Notes from No Man’s Land by Eula Biss.
A collection of essays about race, written by a white woman. The essays are brilliant, incisive, brave, and unpredictable, drawing surprising connections and provocative conclusions about everyday American life and the hidden and overt dynamics that bind us together and tear us apart.

Not my cup of tea

Not my cup of tea.  Photo: Ege Maltepe

Not my cup of tea.
Photo: Ege Maltepe

Here are two books that got lots of buzz and critical praise, but that I found disappointing.

Flamethrowers by Rachel Kushner.
A bold but naive young woman, known only by the city of her birth (Reno) moves to New York to be part of the cutting-edge art world in mid-1970s. What Reno loves is speed – as in skiing and riding motorcycles – and men. These two appetites get her involved with the black-sheep son of a rich Italian family that manufactures motorcycles, and ultimately in the radical politics of Italy. Despite the critical acclaim it received and the fact that on the surface this book should appeal to me strongly, I was only lukewarm about it. Reno’s passivity in her relationships with men got tiresome.

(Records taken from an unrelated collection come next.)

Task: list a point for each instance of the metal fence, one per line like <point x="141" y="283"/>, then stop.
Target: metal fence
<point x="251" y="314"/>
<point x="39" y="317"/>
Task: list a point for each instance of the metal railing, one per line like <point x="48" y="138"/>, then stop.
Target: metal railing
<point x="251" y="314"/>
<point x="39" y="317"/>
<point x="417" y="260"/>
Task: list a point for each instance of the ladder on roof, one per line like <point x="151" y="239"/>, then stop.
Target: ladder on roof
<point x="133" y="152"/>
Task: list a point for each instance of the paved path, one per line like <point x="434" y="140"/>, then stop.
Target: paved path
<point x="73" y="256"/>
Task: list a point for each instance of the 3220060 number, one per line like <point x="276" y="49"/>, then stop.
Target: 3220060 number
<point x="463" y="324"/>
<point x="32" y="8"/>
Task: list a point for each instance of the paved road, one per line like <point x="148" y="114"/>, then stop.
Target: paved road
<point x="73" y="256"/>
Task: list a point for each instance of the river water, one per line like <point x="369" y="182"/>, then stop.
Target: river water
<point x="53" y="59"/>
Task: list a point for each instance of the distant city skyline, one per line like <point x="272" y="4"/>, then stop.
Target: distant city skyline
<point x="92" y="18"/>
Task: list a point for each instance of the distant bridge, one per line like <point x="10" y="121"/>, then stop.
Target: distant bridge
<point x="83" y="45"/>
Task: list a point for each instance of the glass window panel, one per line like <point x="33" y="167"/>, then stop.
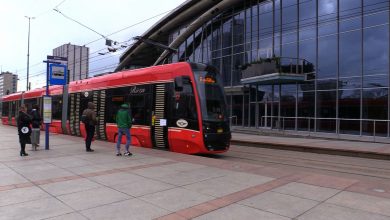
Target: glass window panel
<point x="375" y="103"/>
<point x="350" y="8"/>
<point x="287" y="100"/>
<point x="327" y="28"/>
<point x="306" y="107"/>
<point x="277" y="14"/>
<point x="265" y="20"/>
<point x="227" y="36"/>
<point x="238" y="60"/>
<point x="376" y="18"/>
<point x="252" y="93"/>
<point x="326" y="84"/>
<point x="350" y="54"/>
<point x="289" y="37"/>
<point x="327" y="9"/>
<point x="375" y="81"/>
<point x="248" y="29"/>
<point x="327" y="57"/>
<point x="349" y="126"/>
<point x="289" y="51"/>
<point x="306" y="104"/>
<point x="376" y="50"/>
<point x="307" y="16"/>
<point x="255" y="26"/>
<point x="349" y="103"/>
<point x="307" y="86"/>
<point x="307" y="51"/>
<point x="350" y="24"/>
<point x="350" y="83"/>
<point x="370" y="6"/>
<point x="326" y="104"/>
<point x="237" y="109"/>
<point x="307" y="33"/>
<point x="238" y="33"/>
<point x="289" y="15"/>
<point x="226" y="70"/>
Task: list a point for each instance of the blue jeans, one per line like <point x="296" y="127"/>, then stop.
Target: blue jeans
<point x="125" y="131"/>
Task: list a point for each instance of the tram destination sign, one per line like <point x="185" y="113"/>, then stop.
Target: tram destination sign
<point x="57" y="70"/>
<point x="58" y="74"/>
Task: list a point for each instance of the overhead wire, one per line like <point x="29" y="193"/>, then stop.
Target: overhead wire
<point x="323" y="21"/>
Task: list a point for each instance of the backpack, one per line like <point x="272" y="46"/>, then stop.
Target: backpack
<point x="85" y="119"/>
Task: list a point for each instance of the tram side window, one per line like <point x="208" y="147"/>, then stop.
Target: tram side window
<point x="185" y="106"/>
<point x="5" y="111"/>
<point x="57" y="107"/>
<point x="113" y="104"/>
<point x="13" y="109"/>
<point x="140" y="109"/>
<point x="29" y="103"/>
<point x="84" y="99"/>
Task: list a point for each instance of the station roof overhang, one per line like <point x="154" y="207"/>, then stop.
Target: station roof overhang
<point x="274" y="78"/>
<point x="191" y="14"/>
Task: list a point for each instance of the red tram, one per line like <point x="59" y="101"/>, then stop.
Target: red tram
<point x="179" y="107"/>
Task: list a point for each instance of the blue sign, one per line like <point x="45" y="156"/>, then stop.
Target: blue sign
<point x="58" y="74"/>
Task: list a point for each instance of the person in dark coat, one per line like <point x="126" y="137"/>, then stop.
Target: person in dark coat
<point x="24" y="129"/>
<point x="36" y="125"/>
<point x="91" y="121"/>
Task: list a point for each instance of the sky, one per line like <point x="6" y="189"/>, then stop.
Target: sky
<point x="49" y="29"/>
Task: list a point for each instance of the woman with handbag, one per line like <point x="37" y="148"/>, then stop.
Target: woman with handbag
<point x="24" y="129"/>
<point x="36" y="125"/>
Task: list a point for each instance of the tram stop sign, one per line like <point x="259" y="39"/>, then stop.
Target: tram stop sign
<point x="58" y="74"/>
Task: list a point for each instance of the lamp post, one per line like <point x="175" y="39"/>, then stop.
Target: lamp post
<point x="28" y="51"/>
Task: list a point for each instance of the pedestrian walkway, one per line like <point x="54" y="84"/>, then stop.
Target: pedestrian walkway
<point x="332" y="146"/>
<point x="66" y="182"/>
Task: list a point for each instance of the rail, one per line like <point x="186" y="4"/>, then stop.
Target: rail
<point x="366" y="127"/>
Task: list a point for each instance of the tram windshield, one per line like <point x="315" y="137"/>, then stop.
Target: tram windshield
<point x="212" y="99"/>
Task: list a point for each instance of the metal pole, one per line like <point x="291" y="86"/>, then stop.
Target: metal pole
<point x="47" y="94"/>
<point x="28" y="52"/>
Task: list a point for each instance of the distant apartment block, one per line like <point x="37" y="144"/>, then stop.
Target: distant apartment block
<point x="78" y="60"/>
<point x="8" y="83"/>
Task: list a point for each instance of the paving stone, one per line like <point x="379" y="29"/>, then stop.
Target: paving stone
<point x="327" y="211"/>
<point x="37" y="209"/>
<point x="92" y="198"/>
<point x="142" y="187"/>
<point x="70" y="216"/>
<point x="307" y="191"/>
<point x="235" y="211"/>
<point x="281" y="204"/>
<point x="70" y="186"/>
<point x="363" y="202"/>
<point x="176" y="199"/>
<point x="20" y="195"/>
<point x="128" y="209"/>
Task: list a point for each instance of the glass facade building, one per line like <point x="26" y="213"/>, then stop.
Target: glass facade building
<point x="345" y="41"/>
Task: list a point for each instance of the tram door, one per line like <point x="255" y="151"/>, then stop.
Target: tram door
<point x="99" y="99"/>
<point x="74" y="117"/>
<point x="263" y="113"/>
<point x="159" y="129"/>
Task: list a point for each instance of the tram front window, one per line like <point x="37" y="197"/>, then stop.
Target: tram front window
<point x="212" y="100"/>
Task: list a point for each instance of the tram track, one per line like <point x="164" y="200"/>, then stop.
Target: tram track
<point x="361" y="168"/>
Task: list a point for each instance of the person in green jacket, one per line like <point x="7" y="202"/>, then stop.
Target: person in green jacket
<point x="124" y="122"/>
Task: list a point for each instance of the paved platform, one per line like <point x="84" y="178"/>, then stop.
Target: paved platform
<point x="325" y="145"/>
<point x="66" y="182"/>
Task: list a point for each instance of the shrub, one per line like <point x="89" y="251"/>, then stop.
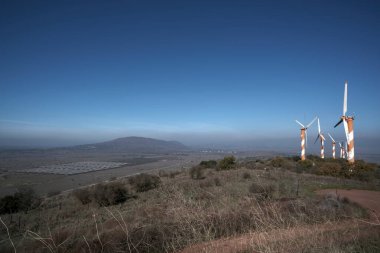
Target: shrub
<point x="304" y="165"/>
<point x="208" y="164"/>
<point x="83" y="195"/>
<point x="264" y="191"/>
<point x="144" y="182"/>
<point x="110" y="194"/>
<point x="227" y="163"/>
<point x="246" y="175"/>
<point x="197" y="172"/>
<point x="329" y="169"/>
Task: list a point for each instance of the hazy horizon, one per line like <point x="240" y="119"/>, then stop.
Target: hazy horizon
<point x="200" y="72"/>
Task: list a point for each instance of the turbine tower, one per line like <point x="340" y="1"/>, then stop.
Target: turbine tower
<point x="322" y="138"/>
<point x="303" y="137"/>
<point x="348" y="123"/>
<point x="333" y="143"/>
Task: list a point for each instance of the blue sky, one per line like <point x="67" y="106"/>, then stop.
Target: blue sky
<point x="196" y="71"/>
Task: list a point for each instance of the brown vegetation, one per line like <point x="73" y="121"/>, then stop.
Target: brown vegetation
<point x="148" y="213"/>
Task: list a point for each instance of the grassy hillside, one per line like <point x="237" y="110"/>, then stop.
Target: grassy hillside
<point x="172" y="210"/>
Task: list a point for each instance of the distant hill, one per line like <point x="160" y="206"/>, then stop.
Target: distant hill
<point x="137" y="145"/>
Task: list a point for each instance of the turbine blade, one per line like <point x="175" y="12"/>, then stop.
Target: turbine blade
<point x="337" y="124"/>
<point x="331" y="137"/>
<point x="316" y="138"/>
<point x="346" y="129"/>
<point x="311" y="122"/>
<point x="345" y="99"/>
<point x="300" y="124"/>
<point x="306" y="138"/>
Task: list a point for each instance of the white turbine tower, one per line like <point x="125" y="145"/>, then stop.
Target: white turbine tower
<point x="303" y="137"/>
<point x="348" y="123"/>
<point x="333" y="145"/>
<point x="322" y="139"/>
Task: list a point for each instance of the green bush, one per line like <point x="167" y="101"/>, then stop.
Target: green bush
<point x="227" y="163"/>
<point x="197" y="172"/>
<point x="304" y="165"/>
<point x="262" y="191"/>
<point x="208" y="164"/>
<point x="110" y="194"/>
<point x="246" y="175"/>
<point x="329" y="169"/>
<point x="144" y="182"/>
<point x="83" y="195"/>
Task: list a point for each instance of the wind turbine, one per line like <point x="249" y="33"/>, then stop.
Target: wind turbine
<point x="333" y="143"/>
<point x="341" y="150"/>
<point x="303" y="136"/>
<point x="322" y="138"/>
<point x="348" y="123"/>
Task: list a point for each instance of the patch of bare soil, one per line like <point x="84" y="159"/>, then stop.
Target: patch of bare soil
<point x="309" y="234"/>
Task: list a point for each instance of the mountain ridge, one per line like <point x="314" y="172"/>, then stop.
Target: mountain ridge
<point x="136" y="144"/>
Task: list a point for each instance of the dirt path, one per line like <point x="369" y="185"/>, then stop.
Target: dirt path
<point x="367" y="199"/>
<point x="308" y="235"/>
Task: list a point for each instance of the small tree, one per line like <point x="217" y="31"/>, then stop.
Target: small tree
<point x="196" y="172"/>
<point x="144" y="182"/>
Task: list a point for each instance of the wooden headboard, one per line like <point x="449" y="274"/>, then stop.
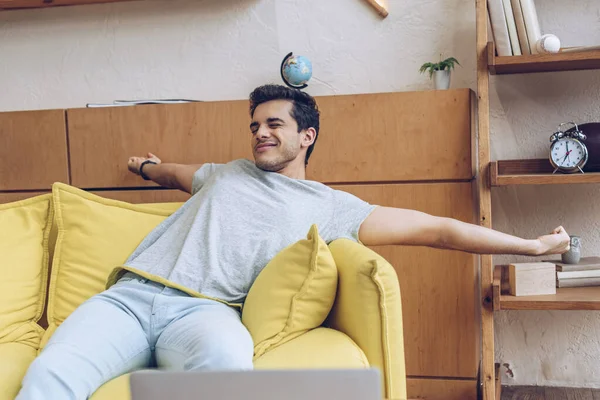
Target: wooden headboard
<point x="408" y="149"/>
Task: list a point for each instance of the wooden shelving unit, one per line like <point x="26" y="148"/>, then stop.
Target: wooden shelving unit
<point x="517" y="172"/>
<point x="583" y="298"/>
<point x="534" y="172"/>
<point x="569" y="61"/>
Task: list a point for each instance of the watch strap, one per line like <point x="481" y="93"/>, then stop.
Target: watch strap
<point x="142" y="169"/>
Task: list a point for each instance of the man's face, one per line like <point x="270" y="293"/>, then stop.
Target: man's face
<point x="276" y="141"/>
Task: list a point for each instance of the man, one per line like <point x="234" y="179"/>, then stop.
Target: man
<point x="239" y="216"/>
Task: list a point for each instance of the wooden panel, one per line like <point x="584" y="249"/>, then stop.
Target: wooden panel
<point x="365" y="138"/>
<point x="439" y="287"/>
<point x="33" y="149"/>
<point x="394" y="137"/>
<point x="14" y="4"/>
<point x="485" y="200"/>
<point x="102" y="139"/>
<point x="10" y="197"/>
<point x="441" y="389"/>
<point x="144" y="196"/>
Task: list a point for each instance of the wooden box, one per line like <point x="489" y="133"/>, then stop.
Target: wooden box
<point x="526" y="279"/>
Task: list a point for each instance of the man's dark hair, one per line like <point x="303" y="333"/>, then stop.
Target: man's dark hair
<point x="304" y="109"/>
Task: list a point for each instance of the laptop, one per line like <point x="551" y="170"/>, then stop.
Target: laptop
<point x="327" y="384"/>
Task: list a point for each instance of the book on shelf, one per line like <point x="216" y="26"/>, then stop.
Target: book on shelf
<point x="499" y="27"/>
<point x="512" y="28"/>
<point x="584" y="264"/>
<point x="578" y="282"/>
<point x="122" y="103"/>
<point x="521" y="29"/>
<point x="590" y="273"/>
<point x="579" y="49"/>
<point x="515" y="26"/>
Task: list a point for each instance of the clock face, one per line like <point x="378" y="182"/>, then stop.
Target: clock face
<point x="568" y="153"/>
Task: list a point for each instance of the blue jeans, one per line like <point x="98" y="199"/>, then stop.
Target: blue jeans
<point x="135" y="324"/>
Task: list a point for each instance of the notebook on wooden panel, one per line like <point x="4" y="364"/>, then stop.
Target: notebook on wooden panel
<point x="354" y="384"/>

Sweet Tooth by Ian McEwen.
I’ve tried and tried to like Ian McEwen, but to no avail. While I can appreciate the clarity and precision of his prose, it has always seems soulless to me. And when his novels reveal their startling plot twists at the end, you can practically hear the Law & Order “cha-chung” sound in the background. His depiction of the inner lives of women characters is particularly unconvincing, although that actually turned out to be a strength in this book. All that being said, Sweet Tooth does have some things to recommend it. The novel is about a young university graduate who almost accidentally finds herself working for MI5, the British Secret Service, after being groomed for the job by an older professor with whom she had an affair. Her undercover task is to find and encourage with grant money the right sort of young writers whose work will provide cultural and intellectual support for the anti-communist side of the Cold War. Set in the 1970s, the novel does an excellent job of portraying the atmosphere of Britain in decline, beset by terrorism, economic woes, cultural upheaval and self-inflicted political wounds.

So many books…

I just finished reading the novel The Invention of Wings by Sue Monk Kidd (my cup of tea!) and started Redeployment by Phil Kay. Among the many, many books on my teetering “to be read” pile is The New Jim Crow by Michelle Alexander.

How do you handle the perpetual problem of so many books, so little time?